The Solid-State Drive (SSD) landscape is in constant evolution. For years, this evolution was hidden behind the unchanging abstractions of block devices and POSIX I/O. However, these abstractions have become problematic. They hinder performance and no longer reduce software complexity. Such a state of affairs impacts the database community in at least two ways.

First, using SSDs through legacy interfaces that hide internal mechanisms invariably results in erratic performance. The blame often goes to SSDs’ notoriously expensive garbage collection. In truth, several other complex processes result in non-linear effects in terms of latency and bandwidth. In this tutorial, we describe these processes and how they are implemented in modern devices. This knowledge will help system designers better choose SSDs and shape database workloads to match their performance characteristics.

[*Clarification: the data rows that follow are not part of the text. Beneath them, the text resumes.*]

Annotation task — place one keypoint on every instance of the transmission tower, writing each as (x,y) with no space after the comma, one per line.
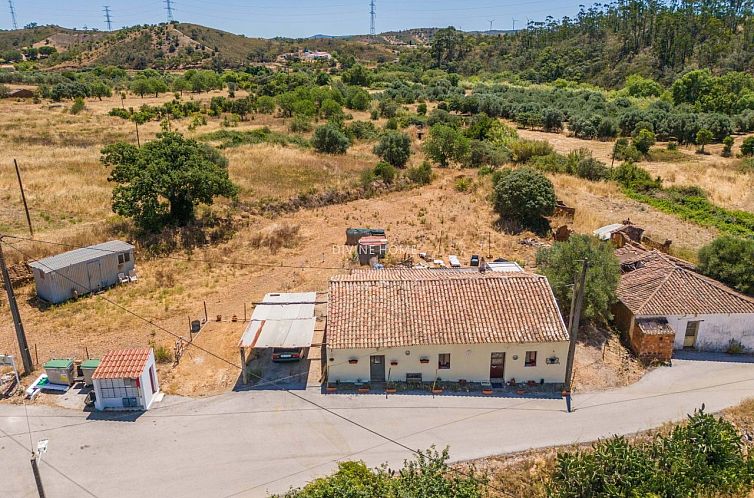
(169,9)
(372,13)
(13,14)
(108,20)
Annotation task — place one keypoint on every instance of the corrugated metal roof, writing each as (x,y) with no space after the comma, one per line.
(66,259)
(123,364)
(391,308)
(284,320)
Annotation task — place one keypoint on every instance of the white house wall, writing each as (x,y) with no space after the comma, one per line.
(716,331)
(470,362)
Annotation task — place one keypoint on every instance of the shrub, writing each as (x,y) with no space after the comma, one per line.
(524,195)
(300,124)
(78,106)
(560,264)
(731,261)
(523,150)
(590,168)
(386,172)
(747,146)
(394,147)
(421,174)
(644,140)
(330,139)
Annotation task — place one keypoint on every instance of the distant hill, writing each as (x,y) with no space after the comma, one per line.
(181,45)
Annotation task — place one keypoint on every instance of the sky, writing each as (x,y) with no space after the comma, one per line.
(291,18)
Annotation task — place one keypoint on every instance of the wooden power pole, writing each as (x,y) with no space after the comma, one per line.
(577,304)
(20,334)
(23,197)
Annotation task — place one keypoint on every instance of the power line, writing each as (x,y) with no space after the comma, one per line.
(169,9)
(13,14)
(372,13)
(107,18)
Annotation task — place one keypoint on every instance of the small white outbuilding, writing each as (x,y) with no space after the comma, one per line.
(126,379)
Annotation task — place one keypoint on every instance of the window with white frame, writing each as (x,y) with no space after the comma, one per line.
(530,359)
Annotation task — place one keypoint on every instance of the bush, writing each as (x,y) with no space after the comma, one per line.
(386,172)
(330,139)
(590,168)
(394,147)
(421,174)
(523,195)
(731,261)
(644,140)
(300,124)
(78,106)
(561,265)
(523,150)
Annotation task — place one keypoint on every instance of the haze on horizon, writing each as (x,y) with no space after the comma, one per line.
(291,18)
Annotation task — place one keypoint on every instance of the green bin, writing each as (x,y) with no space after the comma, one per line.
(60,371)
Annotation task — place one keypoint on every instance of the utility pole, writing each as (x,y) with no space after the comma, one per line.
(372,13)
(108,21)
(169,9)
(23,197)
(20,334)
(577,302)
(13,14)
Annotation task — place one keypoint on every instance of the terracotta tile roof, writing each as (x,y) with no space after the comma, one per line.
(661,286)
(122,364)
(391,308)
(655,326)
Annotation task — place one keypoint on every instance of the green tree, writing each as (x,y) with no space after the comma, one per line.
(330,139)
(644,140)
(523,195)
(731,261)
(747,146)
(561,264)
(394,147)
(445,144)
(163,181)
(703,137)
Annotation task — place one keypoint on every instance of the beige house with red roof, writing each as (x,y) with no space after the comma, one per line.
(412,324)
(665,305)
(126,379)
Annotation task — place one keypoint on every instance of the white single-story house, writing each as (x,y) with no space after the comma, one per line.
(701,313)
(81,271)
(410,324)
(126,379)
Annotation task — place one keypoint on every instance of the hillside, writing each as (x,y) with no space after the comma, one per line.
(180,45)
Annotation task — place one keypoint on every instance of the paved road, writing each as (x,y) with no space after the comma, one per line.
(257,442)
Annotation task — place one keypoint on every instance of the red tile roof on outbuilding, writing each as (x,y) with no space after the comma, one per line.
(123,364)
(392,307)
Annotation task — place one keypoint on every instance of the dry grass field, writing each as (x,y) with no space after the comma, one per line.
(69,197)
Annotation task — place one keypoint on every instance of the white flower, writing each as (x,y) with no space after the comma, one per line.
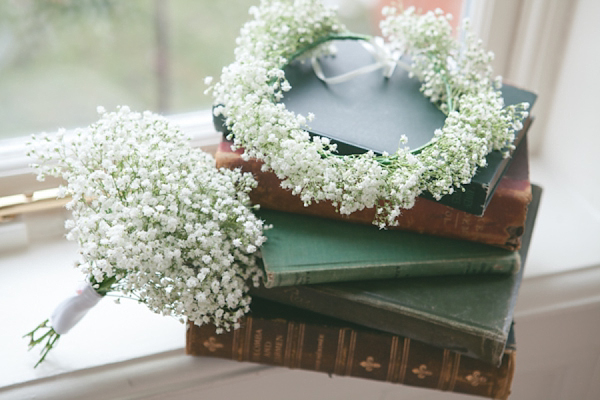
(136,186)
(457,80)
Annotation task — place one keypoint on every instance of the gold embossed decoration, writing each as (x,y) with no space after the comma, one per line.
(476,379)
(422,372)
(212,345)
(369,364)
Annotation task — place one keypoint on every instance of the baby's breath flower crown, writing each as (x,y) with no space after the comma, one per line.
(457,78)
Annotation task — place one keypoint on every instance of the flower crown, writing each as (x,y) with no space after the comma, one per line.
(456,77)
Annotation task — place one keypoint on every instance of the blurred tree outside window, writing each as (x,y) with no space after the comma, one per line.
(60,59)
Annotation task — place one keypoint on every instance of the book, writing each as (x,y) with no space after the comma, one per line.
(302,249)
(370,112)
(502,224)
(288,337)
(468,314)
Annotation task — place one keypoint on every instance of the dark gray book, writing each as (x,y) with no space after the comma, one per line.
(370,112)
(467,314)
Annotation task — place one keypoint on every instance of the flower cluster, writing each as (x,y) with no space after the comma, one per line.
(155,218)
(456,80)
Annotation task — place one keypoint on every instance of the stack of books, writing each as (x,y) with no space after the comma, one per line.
(429,304)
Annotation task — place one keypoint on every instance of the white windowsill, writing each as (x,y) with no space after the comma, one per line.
(34,279)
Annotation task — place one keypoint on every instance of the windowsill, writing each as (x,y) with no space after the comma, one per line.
(33,280)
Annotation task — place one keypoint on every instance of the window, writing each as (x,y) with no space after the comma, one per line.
(540,45)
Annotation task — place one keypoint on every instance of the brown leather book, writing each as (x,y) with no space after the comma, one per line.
(283,336)
(502,224)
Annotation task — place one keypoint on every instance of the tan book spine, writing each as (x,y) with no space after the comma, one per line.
(502,224)
(352,352)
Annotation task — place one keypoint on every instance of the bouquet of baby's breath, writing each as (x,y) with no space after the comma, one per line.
(155,221)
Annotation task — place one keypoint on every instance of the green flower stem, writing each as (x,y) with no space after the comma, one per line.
(325,39)
(49,337)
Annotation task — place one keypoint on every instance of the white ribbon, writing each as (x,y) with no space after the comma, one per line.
(384,58)
(71,310)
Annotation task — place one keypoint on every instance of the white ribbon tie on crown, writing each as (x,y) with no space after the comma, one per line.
(384,58)
(72,310)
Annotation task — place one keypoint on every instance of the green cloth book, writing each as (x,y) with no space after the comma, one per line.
(302,249)
(370,112)
(467,314)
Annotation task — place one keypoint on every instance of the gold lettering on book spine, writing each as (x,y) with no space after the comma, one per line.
(422,372)
(392,364)
(278,354)
(236,351)
(446,369)
(300,345)
(476,378)
(319,354)
(340,356)
(257,345)
(350,358)
(455,368)
(289,345)
(369,364)
(212,345)
(404,362)
(247,340)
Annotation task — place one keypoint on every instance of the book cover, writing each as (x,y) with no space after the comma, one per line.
(302,249)
(467,314)
(502,224)
(284,336)
(370,112)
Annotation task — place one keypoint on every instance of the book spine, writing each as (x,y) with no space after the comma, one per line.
(508,263)
(325,300)
(502,224)
(351,352)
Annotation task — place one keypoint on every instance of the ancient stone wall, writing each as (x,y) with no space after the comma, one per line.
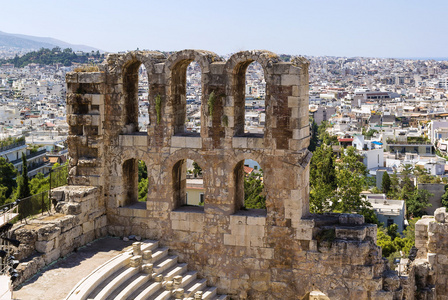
(282,252)
(431,265)
(80,219)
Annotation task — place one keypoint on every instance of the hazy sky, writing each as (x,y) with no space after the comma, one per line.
(382,28)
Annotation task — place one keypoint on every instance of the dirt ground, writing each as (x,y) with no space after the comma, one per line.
(58,279)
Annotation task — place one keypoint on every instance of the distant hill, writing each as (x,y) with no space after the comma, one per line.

Second, the inadequacy of the traditional I/O abstractions opens up an entire research field focused on the co-design of SSD and database management systems (DBMS). Such research aims at devising mechanisms and policies coupling the storage manager of a DBMS and SSD internals: e.g., placing an SSD FTL (its “brains”) under the control of an application, changing SSD subsytems in response to the workload, or executing logic within a SSD on a database’s behalf. In this tutorial, we describe the research opportunities and challenges through this continuum of DBMS/SSD co-design techniques, and present platforms supporting their simulation and prototyping. We believe that those two areas—a more seamless integration of Database and Storage, and the study of SSD variations adapted to Database computations—are central to the development of the next generation of Database Systems. This (opinionated) survey will equip both researchers and practitioners alike to enter the field.

Authors

Alberto Lerner is a Senior Researcher at the University of Fribourg, Switzerland, at the eXascale Infolab. In the past, he was a postdoctoral researcher at IBM Research (both at T.J. Watson and Almaden), and participated in the design and development of several commercial database systems including at IBM, Google and MongoDB. His recent work focuses on using the network and storage stacks’ computational capacity to offloading database systems logic.

Philippe Bonnet is professor at the IT University of Copenhagen. Philippe is an experimental computer scientist with a background in database management. For twenty years, he has explored the design, implementation and evaluation of database systems in the context of successive generations of computer classes.